If you want to edit a private repository on GitHub, you need to use SSH authentication with GitHub. I personally use this for my homelab development, as I don’t want all of my config’s out for everyone to see.

First, we have to configure some basic information:

git config --global user.name "YOUR_GITHUB_USERNAME"
git config --global user.email "YOUR_GITHUB_EMAIL"

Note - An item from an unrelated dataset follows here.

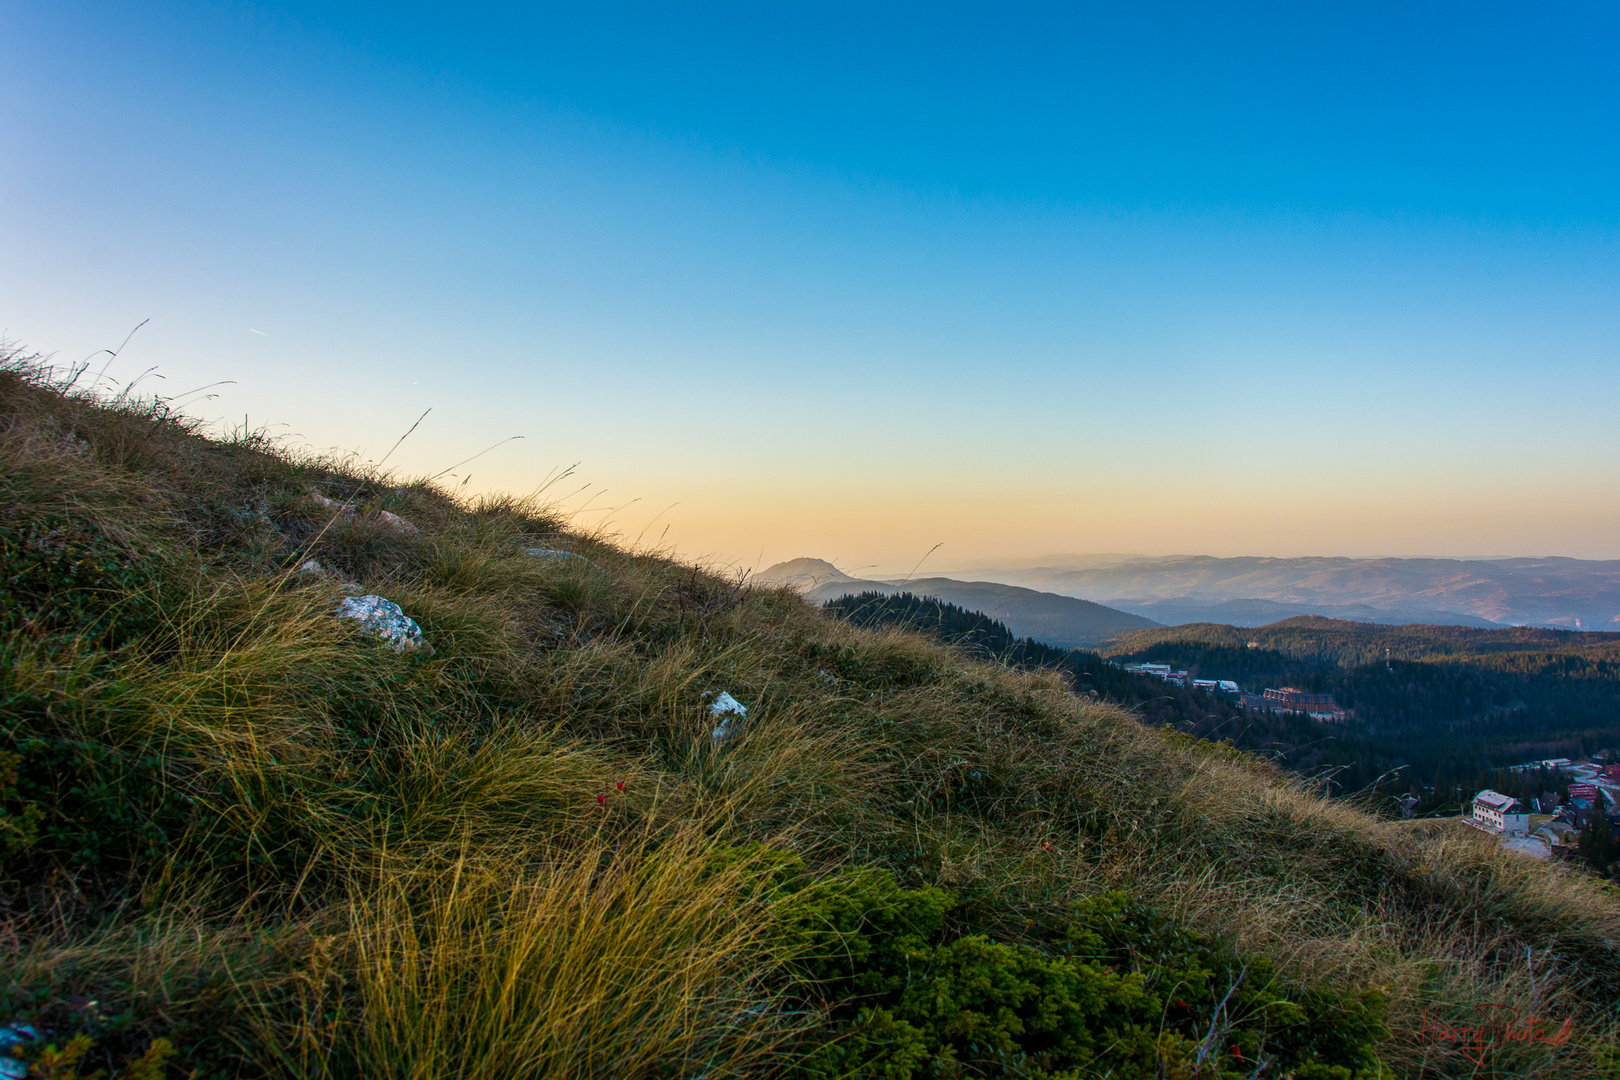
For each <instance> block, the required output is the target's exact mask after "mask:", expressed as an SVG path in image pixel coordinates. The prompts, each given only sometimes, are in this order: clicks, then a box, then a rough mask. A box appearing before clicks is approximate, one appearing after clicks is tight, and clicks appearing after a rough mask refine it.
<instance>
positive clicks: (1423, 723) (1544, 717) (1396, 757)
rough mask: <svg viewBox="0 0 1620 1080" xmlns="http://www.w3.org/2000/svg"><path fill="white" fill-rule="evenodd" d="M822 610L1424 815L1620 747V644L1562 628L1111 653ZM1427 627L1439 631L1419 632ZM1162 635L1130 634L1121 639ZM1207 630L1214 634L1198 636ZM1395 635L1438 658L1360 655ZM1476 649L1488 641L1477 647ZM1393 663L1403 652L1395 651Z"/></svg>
mask: <svg viewBox="0 0 1620 1080" xmlns="http://www.w3.org/2000/svg"><path fill="white" fill-rule="evenodd" d="M826 609H828V612H829V614H833V615H838V617H841V619H849V620H851V622H855V623H859V625H868V627H870V625H899V627H906V628H910V630H917V631H922V633H928V635H932V636H935V638H938V640H941V641H946V643H949V644H957V646H962V648H967V649H970V651H974V653H977V654H980V656H985V657H990V659H996V661H1000V662H1003V664H1009V665H1016V667H1050V669H1058V670H1061V672H1064V674H1066V675H1068V677H1069V678H1071V682H1072V685H1074V690H1076V691H1077V693H1092V695H1095V696H1098V698H1105V699H1110V701H1116V703H1119V704H1123V706H1126V708H1129V709H1132V711H1136V712H1137V716H1139V717H1140V719H1142V721H1144V722H1149V724H1173V725H1176V727H1179V729H1181V730H1186V732H1189V733H1194V735H1199V737H1205V738H1225V740H1228V742H1231V743H1233V745H1236V746H1239V748H1243V750H1249V751H1255V753H1260V755H1268V756H1272V758H1273V759H1277V763H1278V764H1280V766H1283V767H1288V769H1291V771H1296V772H1302V774H1307V776H1320V777H1324V780H1325V782H1327V784H1328V785H1330V787H1332V790H1335V792H1340V793H1356V792H1364V793H1369V795H1379V793H1382V795H1388V797H1398V795H1405V793H1414V795H1417V797H1419V798H1421V800H1422V801H1421V806H1419V813H1455V811H1456V810H1458V808H1460V806H1463V805H1466V803H1468V801H1469V800H1471V798H1473V795H1474V792H1477V790H1479V789H1484V787H1494V789H1495V790H1500V792H1503V793H1510V795H1515V797H1520V798H1533V797H1534V798H1539V797H1541V795H1542V792H1549V790H1550V792H1557V793H1558V795H1560V797H1562V795H1563V793H1565V787H1567V785H1568V776H1562V774H1552V776H1549V774H1545V772H1541V774H1528V776H1524V774H1516V772H1511V771H1508V769H1507V766H1513V764H1520V763H1524V761H1536V759H1545V758H1573V759H1581V758H1586V756H1591V755H1597V753H1602V751H1605V750H1610V748H1614V746H1615V745H1620V733H1617V730H1620V729H1617V721H1620V662H1615V661H1610V659H1607V657H1605V656H1597V653H1601V651H1604V649H1607V648H1620V646H1612V644H1610V643H1612V641H1614V638H1615V635H1592V633H1579V635H1576V633H1570V635H1565V636H1563V638H1560V635H1563V631H1503V633H1498V631H1471V630H1468V628H1463V627H1456V628H1453V627H1364V625H1362V623H1336V622H1333V620H1315V619H1301V620H1288V622H1286V623H1278V625H1277V627H1262V628H1259V630H1254V631H1246V630H1241V628H1234V627H1215V628H1210V627H1196V628H1189V631H1191V633H1192V635H1194V640H1189V641H1166V640H1157V641H1152V643H1149V644H1145V648H1140V649H1136V651H1129V653H1116V654H1113V656H1110V657H1103V656H1102V654H1098V653H1092V651H1087V649H1058V648H1053V646H1048V644H1043V643H1040V641H1034V640H1030V638H1017V636H1016V635H1014V633H1013V631H1011V630H1008V627H1006V623H1003V622H1000V620H995V619H991V617H988V615H985V614H983V612H975V610H967V609H962V607H959V606H956V604H948V602H944V601H936V599H928V597H919V596H914V594H910V593H901V594H894V596H883V594H878V593H863V594H860V596H844V597H839V599H836V601H831V602H829V604H828V606H826ZM1324 625H1327V628H1328V630H1324V628H1322V627H1324ZM1212 631H1220V633H1218V635H1217V633H1212ZM1426 631H1432V633H1429V636H1427V638H1426V636H1424V635H1426ZM1166 633H1168V631H1166V630H1153V631H1137V633H1132V635H1129V636H1128V638H1126V640H1128V641H1129V640H1142V638H1144V636H1149V635H1152V636H1155V638H1162V636H1163V635H1166ZM1200 633H1202V635H1204V636H1205V640H1197V636H1199V635H1200ZM1243 633H1255V635H1259V636H1262V638H1264V641H1265V644H1264V648H1249V644H1247V641H1238V640H1234V635H1243ZM1565 638H1567V640H1570V641H1571V648H1573V646H1579V648H1581V649H1583V651H1584V654H1555V653H1544V651H1541V649H1544V646H1545V644H1547V643H1549V641H1558V640H1565ZM1390 640H1393V641H1398V643H1401V649H1403V653H1405V654H1406V656H1408V657H1409V656H1427V657H1432V659H1424V661H1417V659H1390V661H1388V662H1385V661H1382V659H1379V661H1372V662H1367V661H1366V657H1367V656H1372V654H1375V653H1377V654H1382V651H1383V648H1385V646H1382V644H1380V641H1390ZM1469 640H1474V641H1476V643H1479V641H1482V646H1481V648H1479V649H1477V651H1474V653H1468V651H1466V649H1464V646H1468V641H1469ZM1424 641H1427V644H1424ZM1288 649H1291V651H1288ZM1390 653H1392V656H1395V648H1390ZM1132 661H1136V662H1157V664H1171V665H1173V667H1176V669H1186V670H1187V672H1189V674H1191V675H1192V677H1194V678H1230V680H1233V682H1238V683H1239V685H1243V688H1244V690H1247V691H1251V693H1259V691H1260V690H1264V688H1267V687H1298V688H1301V690H1307V691H1312V693H1330V695H1333V698H1335V701H1338V703H1340V704H1341V706H1345V708H1346V709H1349V714H1348V717H1346V719H1345V721H1314V719H1311V717H1309V716H1304V714H1298V712H1272V711H1260V709H1249V711H1246V709H1243V708H1239V703H1236V701H1233V699H1230V698H1228V696H1226V695H1212V693H1207V691H1200V690H1192V688H1189V687H1176V685H1171V683H1166V682H1163V680H1160V678H1153V677H1150V675H1134V674H1129V672H1124V670H1123V667H1119V665H1121V664H1124V662H1132ZM1392 801H1393V800H1392Z"/></svg>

Now, we need to create our SSH key:

ssh keygen -t ed25519 -C "YOUR_GITHUB_EMAIL"

Name it something like:

/home/jonezy/.ssh/id_ed25519_Github

Enter twice to not set a password

Add SSH key to SSH Agent:

eval "$(ssh-agent -s)"
vim ~/.ssh/config

Place this into the end of your ssh config file:

Host *
AddKeysToAgent yes
IgnoreUnknown UseKeychain
UseKeychain yes
IdentityFile ~/.ssh/id_ed25519_Github

Type ESC and :wq! to save

You may need to comment out line 4 by inserting a # at the start of the line. I find on some machines I need that line and on others I don’t. Run the next command as is and if you get an error about line 4 go ahead and comment it out.

Now run:

ssh-add ~/.ssh/id_ed25519_Github

Add public key to Github

On your machine where you created the SSH key:

cat ~/.ssh/id_ed25519_Github.pub

Copy the output to your clipboard

Navigate to Github GPG and SSH Keys

Create a new SSH key, give it a descriptive name, and paste the contents from your clipboard as the key.

To test, run:

ssh -T git@github.com

You should now be able to use a private GitHub repo! If you decide to use Remote SSH in VSCode or another IDE, repeat the steps above when SSH’d into the remote machine to connect to your github on the remote machine.